FAQ
Hi all,

I am in a fix regarding lucene search. I know a little bit about lucene and
have successfully created index and searched a lot of queries on that.
My main worry is that whenever I search for let say "000" it doesn't give me
any result while if I seach for "00000341" it'll give me a hit. Even if I
search for 341 it doesn't give me anything.

I have checked through luke also and luke is also showing no results.

Do I have to use some different analyzer? Currently I am using Keyword
Analyzer.

Thanks
Pranav

Search Discussions

  • Pranav goyal at Jun 22, 2011 at 8:17 am
    I can always use * , ?

    But here I am not talking of this. I just want to get everything which has
    341 in it.
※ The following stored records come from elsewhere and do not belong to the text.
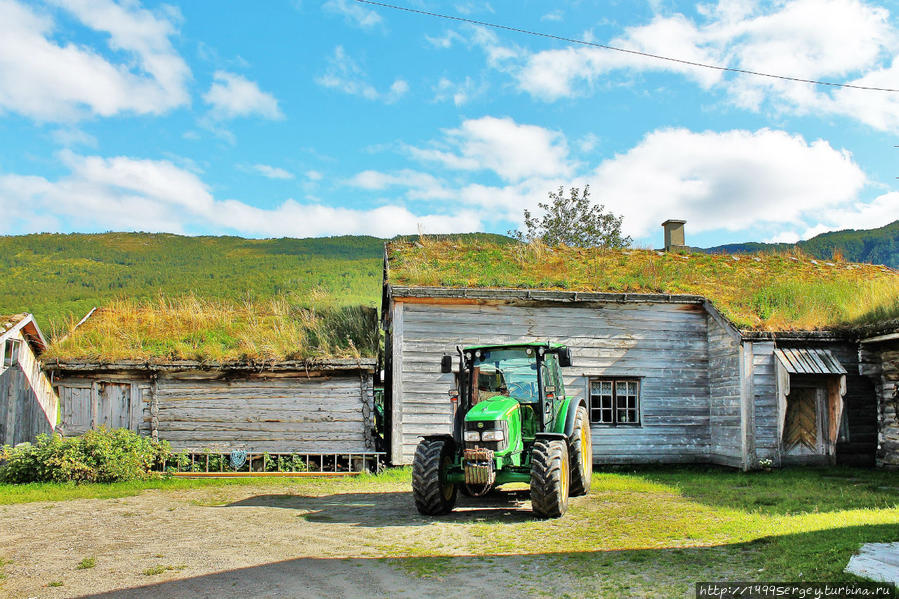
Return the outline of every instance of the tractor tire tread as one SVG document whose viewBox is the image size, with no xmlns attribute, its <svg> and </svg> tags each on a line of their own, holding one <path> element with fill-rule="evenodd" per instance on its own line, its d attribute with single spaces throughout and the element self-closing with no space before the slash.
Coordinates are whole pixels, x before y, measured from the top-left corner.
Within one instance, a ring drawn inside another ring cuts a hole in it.
<svg viewBox="0 0 899 599">
<path fill-rule="evenodd" d="M 456 503 L 456 493 L 447 500 L 440 484 L 440 468 L 447 452 L 441 439 L 425 439 L 415 449 L 412 461 L 412 495 L 415 508 L 425 516 L 437 516 L 450 512 Z"/>
<path fill-rule="evenodd" d="M 571 496 L 580 497 L 590 493 L 590 483 L 593 478 L 593 444 L 588 441 L 586 457 L 586 472 L 581 470 L 581 427 L 587 427 L 587 438 L 590 439 L 590 417 L 587 408 L 580 406 L 574 416 L 574 430 L 571 433 L 569 450 L 569 463 L 571 464 Z"/>
<path fill-rule="evenodd" d="M 564 441 L 537 440 L 531 450 L 531 506 L 541 518 L 558 518 L 568 507 L 563 497 Z"/>
</svg>

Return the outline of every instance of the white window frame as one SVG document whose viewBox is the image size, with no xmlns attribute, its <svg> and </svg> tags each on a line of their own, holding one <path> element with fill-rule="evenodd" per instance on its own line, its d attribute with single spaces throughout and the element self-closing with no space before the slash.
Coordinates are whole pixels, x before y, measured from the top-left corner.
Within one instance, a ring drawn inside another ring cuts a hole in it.
<svg viewBox="0 0 899 599">
<path fill-rule="evenodd" d="M 603 404 L 599 404 L 599 407 L 594 407 L 594 394 L 593 394 L 593 385 L 594 384 L 602 384 L 607 383 L 610 385 L 612 394 L 608 396 L 606 394 L 597 394 L 596 397 L 605 396 L 610 397 L 611 406 L 610 407 L 602 407 Z M 619 385 L 635 385 L 636 393 L 633 395 L 627 394 L 626 397 L 634 397 L 635 405 L 633 407 L 620 406 L 620 402 L 618 401 L 618 389 Z M 643 401 L 642 401 L 642 390 L 643 390 L 643 381 L 640 377 L 634 376 L 590 376 L 587 378 L 587 408 L 590 416 L 590 424 L 595 424 L 598 426 L 643 426 Z M 619 410 L 624 410 L 628 412 L 632 412 L 635 417 L 635 420 L 621 420 L 618 416 Z M 603 420 L 602 418 L 606 416 L 605 412 L 611 412 L 611 421 Z M 597 417 L 598 416 L 598 417 Z"/>
</svg>

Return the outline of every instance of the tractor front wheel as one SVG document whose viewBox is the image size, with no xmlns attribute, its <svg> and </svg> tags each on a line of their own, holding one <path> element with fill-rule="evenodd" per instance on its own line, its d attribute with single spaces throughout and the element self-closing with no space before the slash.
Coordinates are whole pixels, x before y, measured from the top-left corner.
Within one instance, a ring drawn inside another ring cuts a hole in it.
<svg viewBox="0 0 899 599">
<path fill-rule="evenodd" d="M 580 406 L 574 416 L 571 434 L 571 496 L 579 497 L 590 492 L 593 478 L 593 440 L 590 438 L 590 418 L 587 408 Z"/>
<path fill-rule="evenodd" d="M 571 468 L 565 441 L 537 439 L 531 450 L 531 506 L 541 518 L 558 518 L 568 509 Z"/>
<path fill-rule="evenodd" d="M 412 461 L 412 496 L 419 513 L 437 516 L 456 505 L 456 485 L 446 480 L 452 463 L 452 447 L 444 439 L 425 439 L 418 444 Z"/>
</svg>

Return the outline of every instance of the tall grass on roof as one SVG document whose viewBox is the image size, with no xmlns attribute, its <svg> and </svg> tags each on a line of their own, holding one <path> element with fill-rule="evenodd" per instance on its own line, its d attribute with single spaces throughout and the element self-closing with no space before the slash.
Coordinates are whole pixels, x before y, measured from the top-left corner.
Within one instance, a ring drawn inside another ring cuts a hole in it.
<svg viewBox="0 0 899 599">
<path fill-rule="evenodd" d="M 744 329 L 831 329 L 899 317 L 899 273 L 815 260 L 798 250 L 761 254 L 392 243 L 393 285 L 701 295 Z"/>
<path fill-rule="evenodd" d="M 114 300 L 51 344 L 44 357 L 99 362 L 275 362 L 371 357 L 377 353 L 377 344 L 373 308 L 313 308 L 283 295 L 243 302 L 185 295 Z"/>
</svg>

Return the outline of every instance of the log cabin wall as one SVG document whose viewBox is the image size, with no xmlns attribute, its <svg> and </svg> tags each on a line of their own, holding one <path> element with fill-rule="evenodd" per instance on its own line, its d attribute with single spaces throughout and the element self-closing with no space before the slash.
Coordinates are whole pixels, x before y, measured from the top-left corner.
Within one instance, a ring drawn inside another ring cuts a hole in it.
<svg viewBox="0 0 899 599">
<path fill-rule="evenodd" d="M 876 464 L 899 468 L 899 340 L 862 342 L 861 373 L 874 384 L 877 400 Z"/>
<path fill-rule="evenodd" d="M 13 360 L 4 355 L 7 340 L 17 347 Z M 5 335 L 0 341 L 0 445 L 33 441 L 39 434 L 52 432 L 58 403 L 22 331 Z"/>
<path fill-rule="evenodd" d="M 442 355 L 455 356 L 457 345 L 534 339 L 571 348 L 566 393 L 588 404 L 590 380 L 639 382 L 639 424 L 592 425 L 595 463 L 710 459 L 709 331 L 701 300 L 548 305 L 396 297 L 387 309 L 395 464 L 412 461 L 422 435 L 450 431 L 447 392 L 455 375 L 441 374 Z M 722 385 L 726 376 L 719 375 Z"/>
<path fill-rule="evenodd" d="M 59 371 L 60 429 L 129 428 L 176 450 L 373 451 L 373 370 Z"/>
</svg>

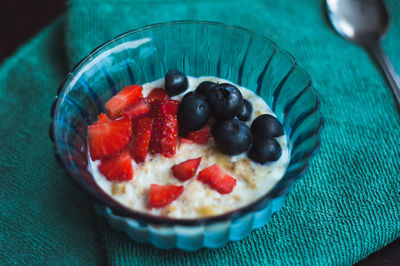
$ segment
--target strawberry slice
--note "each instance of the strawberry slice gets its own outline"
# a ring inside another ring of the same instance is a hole
[[[150,117],[139,118],[135,122],[135,139],[133,141],[131,152],[133,159],[135,159],[137,163],[142,163],[146,160],[152,127],[153,119]]]
[[[167,94],[165,89],[163,89],[163,88],[154,88],[154,89],[151,90],[151,92],[147,95],[146,98],[166,100],[169,97],[168,97],[168,94]]]
[[[129,181],[133,178],[133,167],[129,151],[125,150],[114,157],[100,161],[100,172],[108,181]]]
[[[93,125],[98,125],[104,122],[110,122],[111,119],[108,118],[104,113],[100,113],[99,116],[97,117],[97,121],[93,123]]]
[[[132,137],[129,118],[101,122],[88,126],[88,143],[92,160],[110,157],[120,152]]]
[[[210,140],[210,127],[206,126],[197,131],[191,131],[187,134],[186,138],[197,144],[207,144]]]
[[[145,103],[144,99],[141,98],[136,103],[128,107],[128,109],[125,109],[125,111],[122,112],[122,116],[133,120],[147,113],[150,113],[150,109]]]
[[[161,208],[176,200],[183,193],[183,186],[150,185],[148,208]]]
[[[176,115],[167,115],[161,132],[161,154],[172,158],[176,153],[178,143],[178,119]]]
[[[187,139],[187,138],[179,137],[178,140],[179,140],[179,143],[194,144],[194,142],[192,140]]]
[[[165,89],[162,88],[154,88],[150,93],[144,98],[145,103],[147,106],[151,107],[151,105],[156,101],[166,101],[170,100],[167,92]]]
[[[201,170],[197,179],[221,194],[231,193],[236,186],[236,179],[225,173],[217,164]]]
[[[151,133],[151,153],[161,153],[165,157],[173,157],[178,142],[178,119],[176,112],[179,101],[155,100],[151,103],[153,131]]]
[[[121,116],[122,111],[137,102],[141,97],[143,87],[139,85],[126,86],[106,102],[107,115],[111,119]]]
[[[176,164],[171,167],[172,174],[180,181],[186,181],[196,174],[200,162],[201,157],[197,159],[189,159],[180,164]]]

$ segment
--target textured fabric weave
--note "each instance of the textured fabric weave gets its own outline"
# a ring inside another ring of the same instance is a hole
[[[322,2],[70,1],[64,18],[0,68],[0,262],[350,264],[400,237],[395,103],[368,55],[329,28]],[[400,70],[400,3],[387,6],[384,50]],[[122,32],[178,19],[271,38],[311,75],[325,116],[321,149],[283,209],[242,241],[192,253],[137,244],[96,218],[53,159],[47,136],[53,95],[74,63]]]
How to do it without * or ?
    On Wed, Jun 22, 2011 at 1:00 PM, Pranav goyal wrote:

    Hi all,

    I am in a fix regarding lucene search. I know a little bit about lucene and
    have successfully created index and searched a lot of queries on that.
    My main worry is that whenever I search for let say "000" it doesn't give
    me any result while if I seach for "00000341" it'll give me a hit. Even if I
    search for 341 it doesn't give me anything.

    I have checked through luke also and luke is also showing no results.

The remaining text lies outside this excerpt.